Mort d’Abdoulaye Bâ : L’autopsie révèle des lésions spécifiques qui bloquent le retour en amphithéâtre

La tension ne retombe pas à l’Université Cheikh Anta Diop de Dakar (UCAD). Alors que le Conseil académique a ordonné la suspension des amicales d’étudiants pour rétablir l’ordre, l’Amicale de la Faculté de Médecine, de Pharmacie et d’Odontologie (FMPO) oppose une fin de non-recevoir à cette mesure. Au-delà de la bataille administrative, c’est la publication d’éléments médicaux concernant le décès de l’étudiant Abdoulaye Bâ qui durcit le bras de fer.

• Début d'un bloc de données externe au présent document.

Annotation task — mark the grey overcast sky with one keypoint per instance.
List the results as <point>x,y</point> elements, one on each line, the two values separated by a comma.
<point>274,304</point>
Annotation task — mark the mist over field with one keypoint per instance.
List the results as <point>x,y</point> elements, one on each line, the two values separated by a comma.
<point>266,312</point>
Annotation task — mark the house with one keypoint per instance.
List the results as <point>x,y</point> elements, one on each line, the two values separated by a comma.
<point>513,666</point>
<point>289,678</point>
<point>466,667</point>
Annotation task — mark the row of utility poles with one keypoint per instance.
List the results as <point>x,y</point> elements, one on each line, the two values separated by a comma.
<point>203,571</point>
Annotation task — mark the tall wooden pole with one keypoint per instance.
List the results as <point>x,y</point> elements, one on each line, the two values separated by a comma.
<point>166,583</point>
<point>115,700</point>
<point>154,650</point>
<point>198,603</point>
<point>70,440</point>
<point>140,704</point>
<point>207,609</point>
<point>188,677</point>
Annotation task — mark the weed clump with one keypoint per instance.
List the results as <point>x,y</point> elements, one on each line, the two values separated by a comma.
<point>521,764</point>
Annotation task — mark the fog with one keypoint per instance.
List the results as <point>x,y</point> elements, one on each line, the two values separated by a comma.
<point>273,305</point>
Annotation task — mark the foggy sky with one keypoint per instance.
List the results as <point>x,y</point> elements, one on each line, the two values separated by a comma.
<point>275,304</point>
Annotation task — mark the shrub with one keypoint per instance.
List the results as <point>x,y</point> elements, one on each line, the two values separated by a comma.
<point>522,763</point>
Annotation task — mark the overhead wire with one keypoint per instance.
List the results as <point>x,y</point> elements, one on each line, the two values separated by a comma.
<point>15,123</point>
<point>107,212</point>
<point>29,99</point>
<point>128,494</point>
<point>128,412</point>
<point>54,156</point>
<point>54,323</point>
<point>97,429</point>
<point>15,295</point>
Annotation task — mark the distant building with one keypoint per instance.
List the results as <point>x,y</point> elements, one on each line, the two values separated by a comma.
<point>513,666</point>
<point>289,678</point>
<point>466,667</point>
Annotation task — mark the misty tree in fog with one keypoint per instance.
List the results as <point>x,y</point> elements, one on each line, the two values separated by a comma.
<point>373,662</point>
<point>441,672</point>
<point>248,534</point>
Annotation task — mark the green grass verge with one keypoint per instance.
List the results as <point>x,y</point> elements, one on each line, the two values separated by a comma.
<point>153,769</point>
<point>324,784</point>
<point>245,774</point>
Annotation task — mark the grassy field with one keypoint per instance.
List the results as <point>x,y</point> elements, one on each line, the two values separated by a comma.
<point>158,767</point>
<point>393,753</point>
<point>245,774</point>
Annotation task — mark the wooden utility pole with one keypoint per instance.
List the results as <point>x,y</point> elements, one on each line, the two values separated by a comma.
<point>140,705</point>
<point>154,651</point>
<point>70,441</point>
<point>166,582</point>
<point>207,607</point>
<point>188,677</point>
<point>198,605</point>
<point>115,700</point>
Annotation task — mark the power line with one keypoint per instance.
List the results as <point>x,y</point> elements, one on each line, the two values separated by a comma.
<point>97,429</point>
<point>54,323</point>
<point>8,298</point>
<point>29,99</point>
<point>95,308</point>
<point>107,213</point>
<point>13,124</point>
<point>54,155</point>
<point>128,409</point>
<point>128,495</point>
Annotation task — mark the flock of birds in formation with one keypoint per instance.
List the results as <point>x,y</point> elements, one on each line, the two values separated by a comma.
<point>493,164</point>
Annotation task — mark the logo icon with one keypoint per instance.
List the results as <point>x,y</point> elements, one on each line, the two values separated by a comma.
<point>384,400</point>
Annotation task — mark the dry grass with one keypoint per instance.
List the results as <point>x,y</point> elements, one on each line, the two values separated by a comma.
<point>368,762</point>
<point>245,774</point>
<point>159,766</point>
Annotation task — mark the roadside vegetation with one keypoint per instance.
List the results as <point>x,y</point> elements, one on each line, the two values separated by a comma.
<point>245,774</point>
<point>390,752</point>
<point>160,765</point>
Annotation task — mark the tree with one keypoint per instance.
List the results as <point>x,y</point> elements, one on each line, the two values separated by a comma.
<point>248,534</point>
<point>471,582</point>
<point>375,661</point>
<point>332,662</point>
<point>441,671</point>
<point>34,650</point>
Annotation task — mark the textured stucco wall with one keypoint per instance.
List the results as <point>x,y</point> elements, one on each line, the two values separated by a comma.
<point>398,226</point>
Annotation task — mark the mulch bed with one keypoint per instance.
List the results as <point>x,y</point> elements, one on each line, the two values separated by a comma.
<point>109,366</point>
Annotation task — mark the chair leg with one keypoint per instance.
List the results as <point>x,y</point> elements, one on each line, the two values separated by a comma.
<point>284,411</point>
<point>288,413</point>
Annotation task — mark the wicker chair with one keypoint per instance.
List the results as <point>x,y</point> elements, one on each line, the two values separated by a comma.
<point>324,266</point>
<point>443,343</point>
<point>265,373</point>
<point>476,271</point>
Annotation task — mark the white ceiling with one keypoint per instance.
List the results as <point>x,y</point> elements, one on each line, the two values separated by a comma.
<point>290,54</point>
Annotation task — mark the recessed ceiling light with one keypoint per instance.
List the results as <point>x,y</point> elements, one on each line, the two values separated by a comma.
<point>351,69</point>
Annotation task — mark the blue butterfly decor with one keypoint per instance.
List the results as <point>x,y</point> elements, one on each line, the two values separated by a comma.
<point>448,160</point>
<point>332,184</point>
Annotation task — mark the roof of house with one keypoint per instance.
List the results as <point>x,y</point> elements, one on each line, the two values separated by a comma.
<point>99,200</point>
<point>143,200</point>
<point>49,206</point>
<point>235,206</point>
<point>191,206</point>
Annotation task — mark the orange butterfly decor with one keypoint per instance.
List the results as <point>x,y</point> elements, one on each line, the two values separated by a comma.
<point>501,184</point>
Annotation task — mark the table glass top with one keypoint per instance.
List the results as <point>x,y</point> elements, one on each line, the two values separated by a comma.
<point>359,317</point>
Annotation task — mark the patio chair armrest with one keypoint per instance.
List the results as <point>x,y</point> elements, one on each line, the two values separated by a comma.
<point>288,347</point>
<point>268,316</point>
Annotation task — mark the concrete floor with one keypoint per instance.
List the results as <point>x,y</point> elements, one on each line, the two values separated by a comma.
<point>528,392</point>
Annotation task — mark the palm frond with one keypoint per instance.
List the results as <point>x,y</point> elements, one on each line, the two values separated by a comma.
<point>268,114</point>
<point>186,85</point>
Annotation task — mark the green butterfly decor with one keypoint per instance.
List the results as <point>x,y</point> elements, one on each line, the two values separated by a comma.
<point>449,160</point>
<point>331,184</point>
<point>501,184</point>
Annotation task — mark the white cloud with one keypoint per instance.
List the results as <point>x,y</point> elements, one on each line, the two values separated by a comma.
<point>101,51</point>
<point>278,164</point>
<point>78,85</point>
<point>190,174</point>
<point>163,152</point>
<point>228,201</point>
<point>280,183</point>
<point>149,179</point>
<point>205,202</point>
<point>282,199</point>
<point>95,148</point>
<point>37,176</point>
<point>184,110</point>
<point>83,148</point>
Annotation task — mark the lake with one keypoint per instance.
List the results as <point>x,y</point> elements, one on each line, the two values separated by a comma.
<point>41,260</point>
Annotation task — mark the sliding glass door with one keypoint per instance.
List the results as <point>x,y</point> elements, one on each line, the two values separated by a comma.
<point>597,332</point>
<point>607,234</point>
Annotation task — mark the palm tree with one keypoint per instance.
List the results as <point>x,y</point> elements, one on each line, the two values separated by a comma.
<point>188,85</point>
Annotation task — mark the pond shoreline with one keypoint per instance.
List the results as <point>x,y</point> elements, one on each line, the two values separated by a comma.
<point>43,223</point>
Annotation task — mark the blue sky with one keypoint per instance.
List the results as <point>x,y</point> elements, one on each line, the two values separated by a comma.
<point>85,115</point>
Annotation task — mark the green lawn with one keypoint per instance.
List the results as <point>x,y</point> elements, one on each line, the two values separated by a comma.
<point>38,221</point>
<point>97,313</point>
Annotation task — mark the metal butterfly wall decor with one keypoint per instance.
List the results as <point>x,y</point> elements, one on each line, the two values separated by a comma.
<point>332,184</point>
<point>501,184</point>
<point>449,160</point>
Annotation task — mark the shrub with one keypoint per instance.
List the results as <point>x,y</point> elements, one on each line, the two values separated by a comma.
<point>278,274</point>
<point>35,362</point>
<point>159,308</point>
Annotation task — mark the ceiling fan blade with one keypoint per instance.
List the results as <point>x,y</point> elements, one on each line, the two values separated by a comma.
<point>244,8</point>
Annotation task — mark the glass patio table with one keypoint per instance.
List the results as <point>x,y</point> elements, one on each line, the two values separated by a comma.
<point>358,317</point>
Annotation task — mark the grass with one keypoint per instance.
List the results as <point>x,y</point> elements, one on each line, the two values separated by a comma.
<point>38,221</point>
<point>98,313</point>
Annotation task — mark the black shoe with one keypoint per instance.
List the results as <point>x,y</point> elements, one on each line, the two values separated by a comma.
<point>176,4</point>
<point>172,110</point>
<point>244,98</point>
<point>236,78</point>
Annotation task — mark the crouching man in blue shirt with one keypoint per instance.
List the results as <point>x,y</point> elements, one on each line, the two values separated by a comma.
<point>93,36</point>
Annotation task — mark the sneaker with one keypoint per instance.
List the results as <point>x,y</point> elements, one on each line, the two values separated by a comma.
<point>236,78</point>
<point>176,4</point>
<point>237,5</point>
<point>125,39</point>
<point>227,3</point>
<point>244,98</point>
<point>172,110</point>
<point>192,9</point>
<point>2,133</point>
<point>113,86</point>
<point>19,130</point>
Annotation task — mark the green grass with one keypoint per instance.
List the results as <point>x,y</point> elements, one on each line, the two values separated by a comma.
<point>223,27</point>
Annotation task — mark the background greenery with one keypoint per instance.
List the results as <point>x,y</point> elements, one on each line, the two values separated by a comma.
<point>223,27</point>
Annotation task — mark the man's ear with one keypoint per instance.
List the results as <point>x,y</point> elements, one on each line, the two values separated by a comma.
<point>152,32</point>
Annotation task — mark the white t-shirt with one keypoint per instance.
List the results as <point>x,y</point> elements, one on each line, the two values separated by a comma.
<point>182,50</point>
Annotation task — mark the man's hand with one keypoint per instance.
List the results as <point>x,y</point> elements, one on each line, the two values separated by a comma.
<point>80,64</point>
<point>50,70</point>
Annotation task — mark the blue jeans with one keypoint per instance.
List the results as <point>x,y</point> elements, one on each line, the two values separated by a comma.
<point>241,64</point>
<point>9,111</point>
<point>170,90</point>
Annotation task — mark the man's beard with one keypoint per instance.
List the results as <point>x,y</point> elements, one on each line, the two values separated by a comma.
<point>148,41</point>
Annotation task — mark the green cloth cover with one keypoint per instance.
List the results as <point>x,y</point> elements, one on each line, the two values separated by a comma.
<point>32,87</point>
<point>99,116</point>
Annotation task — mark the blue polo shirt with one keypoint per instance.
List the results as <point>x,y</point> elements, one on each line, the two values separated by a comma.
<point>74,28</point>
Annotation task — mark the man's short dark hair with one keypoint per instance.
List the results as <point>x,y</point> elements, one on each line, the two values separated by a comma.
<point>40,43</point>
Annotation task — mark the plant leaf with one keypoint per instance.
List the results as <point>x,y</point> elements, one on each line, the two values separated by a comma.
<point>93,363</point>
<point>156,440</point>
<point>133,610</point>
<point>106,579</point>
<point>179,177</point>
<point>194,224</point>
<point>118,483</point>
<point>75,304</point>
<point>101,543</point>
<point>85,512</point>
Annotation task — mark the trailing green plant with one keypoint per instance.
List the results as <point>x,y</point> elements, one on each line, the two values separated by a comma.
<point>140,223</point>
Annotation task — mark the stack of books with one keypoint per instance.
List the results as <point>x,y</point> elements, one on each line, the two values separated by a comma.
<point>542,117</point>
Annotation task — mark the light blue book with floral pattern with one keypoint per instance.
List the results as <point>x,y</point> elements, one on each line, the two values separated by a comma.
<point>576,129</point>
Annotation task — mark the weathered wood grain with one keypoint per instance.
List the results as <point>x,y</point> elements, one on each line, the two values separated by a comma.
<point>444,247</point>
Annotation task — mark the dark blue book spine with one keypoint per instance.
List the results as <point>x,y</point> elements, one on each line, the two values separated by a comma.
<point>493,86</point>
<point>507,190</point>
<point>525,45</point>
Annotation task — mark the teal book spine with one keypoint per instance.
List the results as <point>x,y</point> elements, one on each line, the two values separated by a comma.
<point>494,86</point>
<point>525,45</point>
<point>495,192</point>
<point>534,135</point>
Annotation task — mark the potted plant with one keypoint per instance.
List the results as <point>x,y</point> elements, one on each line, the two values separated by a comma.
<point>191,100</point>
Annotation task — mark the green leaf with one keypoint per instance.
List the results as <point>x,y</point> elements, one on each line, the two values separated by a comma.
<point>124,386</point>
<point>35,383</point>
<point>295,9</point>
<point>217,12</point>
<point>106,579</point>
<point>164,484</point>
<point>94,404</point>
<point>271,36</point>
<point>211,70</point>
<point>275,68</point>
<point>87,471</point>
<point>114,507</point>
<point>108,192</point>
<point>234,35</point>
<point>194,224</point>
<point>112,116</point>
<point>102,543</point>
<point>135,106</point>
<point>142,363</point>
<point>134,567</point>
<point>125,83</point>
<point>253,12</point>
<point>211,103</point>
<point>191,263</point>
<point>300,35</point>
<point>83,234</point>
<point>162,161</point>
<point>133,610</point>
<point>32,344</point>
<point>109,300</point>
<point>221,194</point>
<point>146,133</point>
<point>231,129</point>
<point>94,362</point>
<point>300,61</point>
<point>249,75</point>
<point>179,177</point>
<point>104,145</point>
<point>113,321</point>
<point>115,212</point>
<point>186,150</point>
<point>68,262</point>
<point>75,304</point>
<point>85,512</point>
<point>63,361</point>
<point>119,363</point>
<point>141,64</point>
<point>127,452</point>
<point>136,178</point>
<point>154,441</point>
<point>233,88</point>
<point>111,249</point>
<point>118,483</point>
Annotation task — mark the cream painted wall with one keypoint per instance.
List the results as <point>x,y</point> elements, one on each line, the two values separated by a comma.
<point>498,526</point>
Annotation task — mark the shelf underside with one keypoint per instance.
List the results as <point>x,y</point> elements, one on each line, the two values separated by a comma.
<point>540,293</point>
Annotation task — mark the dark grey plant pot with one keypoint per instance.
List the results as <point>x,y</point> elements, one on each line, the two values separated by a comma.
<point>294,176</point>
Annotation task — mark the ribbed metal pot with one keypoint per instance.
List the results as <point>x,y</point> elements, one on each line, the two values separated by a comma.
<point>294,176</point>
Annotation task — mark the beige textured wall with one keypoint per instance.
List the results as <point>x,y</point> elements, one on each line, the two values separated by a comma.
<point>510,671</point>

Dans un communiqué relayé par Sud Quotidien, les représentants des étudiants en médecine contestent la légalité même de la dissolution de leur structure. Ils s’appuient sur le décret n°68-860 du 24 juillet 1968 pour affirmer que leur organisation est la « seule structure légalement chargée de la défense des étudiants » de leur faculté. Pour l’Amicale, la décision des autorités universitaires est non seulement « arbitraire », mais constitue une atteinte directe à la liberté d’association au sein du campus.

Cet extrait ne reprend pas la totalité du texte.